I honored the fallen enemy by placing a stone on his beautiful grave.
--Manfred von Richthofen
One of the 80s games that has aged really well is Blue Max, and Warbirds in Miniature is a World War II version of Blue Max. A simulation of WWI dogfighting, Blue Max simulates, turn-by-turn with simultaneous action selection, the airplane combat of the War to End All Wars. Wings of War, with its card-driven maneuvers, has become the best known air combat game, and it seems to be heavily based on Blue Max. Of course WoW does away with hexes in favor of cards, but the maneuvers (and their various restrictions) are remarkably similar to what’s available in Blue Max. If you want to get a feel for the original game check out www.youplay.it, an excellent work time-killer (watch out for pokerguy). If you’re looking for another way to use your Wings of War miniatures you might take a look at http://www.eaglesmax.com/. You could probably use a Commands & Colors board for your map.
Warbirds in Miniature has a few differences, naturally. The planes are more powerful; therefore, their movement and climb rates are different. The weapons are more powerful, and the planes can take a lot more punishment. But at its heart, and the designer proudly proclaims this, Warbirds in Miniature is a Blue Max/Canvas Eagles variant.
Whatever version of the “system” you use, this is one of the few boardgames that my game-group has totally played into the ground.
Components and construction
The components are up to you. This is a miniatures game, albeit one where you don’t necessarily have to paint. I wasn’t willing to fork out the cash for WoW miniatures, especially when I saw the 1/144 WWII miniatures made by 21st Century Toys at Wal-Mart. The WoW planes were 10 bucks a piece, but I picked up a bunch of WWII planes at Wal-Mart (and Toys-R-Us), a couple at a time, very cheaply (like one or two bucks apiece). I figured that once I had enough planes, I could find a rules set, and I was totally right. They were kind of like Heroscape figs, a good grocery throw-in.
Other Wal-mart throw-ins are the bases and the antennae. In the crafts section, they have these little wooden plaques, heart-shaped, rectangles, they’re perfect. At the height of my obsession with this game I imagined pasting WWII nose-art onto the heart-shaped bases, but I haven’t done it.
You need adjustable antennae to approximate altitude, and the cheapest way to get antennae is to buy cheap TV rabbit-ears, but it feels like you’re raping the environment when you buy them and then throw away the huge plastic disc that houses them.
Additionally, the planes have to be affixed to the antennae in a way that allows them to be moved. Silly Putty tic-tac stuff (craft store again) is good for that.
You'll also need some kind of blank hex map. I’m using a Battlemasters mat I got from a miniatures gamer I work with, but if you’re geeky enough to be reading this, you probably have your own solution.

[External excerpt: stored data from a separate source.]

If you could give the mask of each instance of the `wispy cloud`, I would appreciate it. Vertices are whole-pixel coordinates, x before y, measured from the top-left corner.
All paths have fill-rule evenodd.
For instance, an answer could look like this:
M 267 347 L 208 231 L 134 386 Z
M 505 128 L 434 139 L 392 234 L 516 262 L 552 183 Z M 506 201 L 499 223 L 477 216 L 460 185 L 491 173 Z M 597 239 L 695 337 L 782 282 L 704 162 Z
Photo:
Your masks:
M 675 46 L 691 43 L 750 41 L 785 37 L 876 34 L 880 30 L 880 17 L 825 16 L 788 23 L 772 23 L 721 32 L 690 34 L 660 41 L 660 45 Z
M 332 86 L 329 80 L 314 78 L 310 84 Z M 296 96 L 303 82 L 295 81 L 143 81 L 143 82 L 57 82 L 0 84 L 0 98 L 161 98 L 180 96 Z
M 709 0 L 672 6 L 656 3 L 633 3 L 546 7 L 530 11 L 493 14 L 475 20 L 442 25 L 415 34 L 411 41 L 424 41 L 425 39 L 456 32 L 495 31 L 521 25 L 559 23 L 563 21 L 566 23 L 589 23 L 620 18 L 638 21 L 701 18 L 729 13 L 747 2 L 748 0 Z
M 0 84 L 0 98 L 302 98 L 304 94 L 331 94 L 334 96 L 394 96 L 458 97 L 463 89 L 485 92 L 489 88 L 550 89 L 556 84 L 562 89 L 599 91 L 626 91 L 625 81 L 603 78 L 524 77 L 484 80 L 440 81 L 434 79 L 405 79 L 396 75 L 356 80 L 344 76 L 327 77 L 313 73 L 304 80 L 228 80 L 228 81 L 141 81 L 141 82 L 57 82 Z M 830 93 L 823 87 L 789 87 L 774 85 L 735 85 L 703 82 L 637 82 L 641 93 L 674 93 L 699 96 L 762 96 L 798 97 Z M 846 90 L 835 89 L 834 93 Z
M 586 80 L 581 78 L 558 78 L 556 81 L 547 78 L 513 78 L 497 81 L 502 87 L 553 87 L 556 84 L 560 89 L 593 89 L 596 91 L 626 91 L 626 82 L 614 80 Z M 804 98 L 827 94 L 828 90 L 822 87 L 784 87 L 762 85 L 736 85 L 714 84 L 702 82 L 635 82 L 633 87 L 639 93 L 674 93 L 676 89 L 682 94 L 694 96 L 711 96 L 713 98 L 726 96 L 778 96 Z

There are also miniatures, stands, and maps available through www.warbirdsinminiature.com, which I’m sure you’ll see if you check out the site.
How to play
Each player has a sheet that maps out his possible maneuvers in hexes, depending on his plane. There are some special maneuvers that he can’t do twice in a row and some restrictions that him from banking hard-left to hard-right and vice versa. Sometimes the player has to roll to see if he spins out or whatever. Planes have very liberal restrictions concerning altitude, etc. If someone ends up in your sights, you drop the hurt on him, said hurt being determined by dice and tables (rather than pulling chits Blue Max style). In Blue Max/Canvas Eagles, fuel is the limiting factor for how long the battle goes on. In this, it's ammo, which makes for some interesting decisions when you have someone in your sights for a longer, less damaging shot. If you run out of ammo, you have to retire.
Since moves are simultaneous, there’s no downtime. Most of the of the playtime is spent adjusting the planes. Banking left or right, up or down, these are the things that take up most of the turns, but it’s a pleasure to fuck around with them. Ultimately you're playing with toys, after all, and more than any other game I've played, it recalls for me the childhood feeling of playing with Hot Wheels or Star Wars figures. So it's never boring, but it does take more time than it feels like it does.
It also rewards skill (or at least familiarity with the system). Having played hundreds of games on youplay.it, I'm much more experienced than my friends and have always gotten the drop on them. That's not to say that I always win, but it does say that, despite a lot of dice flying around, it's not that random.
Maybe the best compliment I can pay to the game is to say that it's the only one in my collection that made my friends yell loud enough to wake the baby, who was asleep at the other end of the house. I had two German 109s vs. friends with two Mustangs (late war versions of all), and I had them right where I wanted them. Unfortunately, I didn't notice that I was maneuvering both of my planes into the same hex at the same height, so I had to roll for collision. I was still confident because it's not very likely that they'll hit. Each plane rolls two dice; if the roll is the same on each die (i.e. they wouldn't hit if each player rolled 9; they'd only hit if each one rolled a 4 and a 5). I'll be damned if I didn't roll a 3-2 five with each hand, and at that point my two opponents started yelling so loud that it woke up my infant son (wife was none too happy, either). I had never had that kind of excessive exuberance happen before with any game.
This is a super-fun miniatures game. It suffers a little because it’s hard to create scenarios for it, and the tables are a pain in the ass, but if you’re looking to blast your friends out of the sky (and show them that you’re a smarter, better nerd), this is the game for you.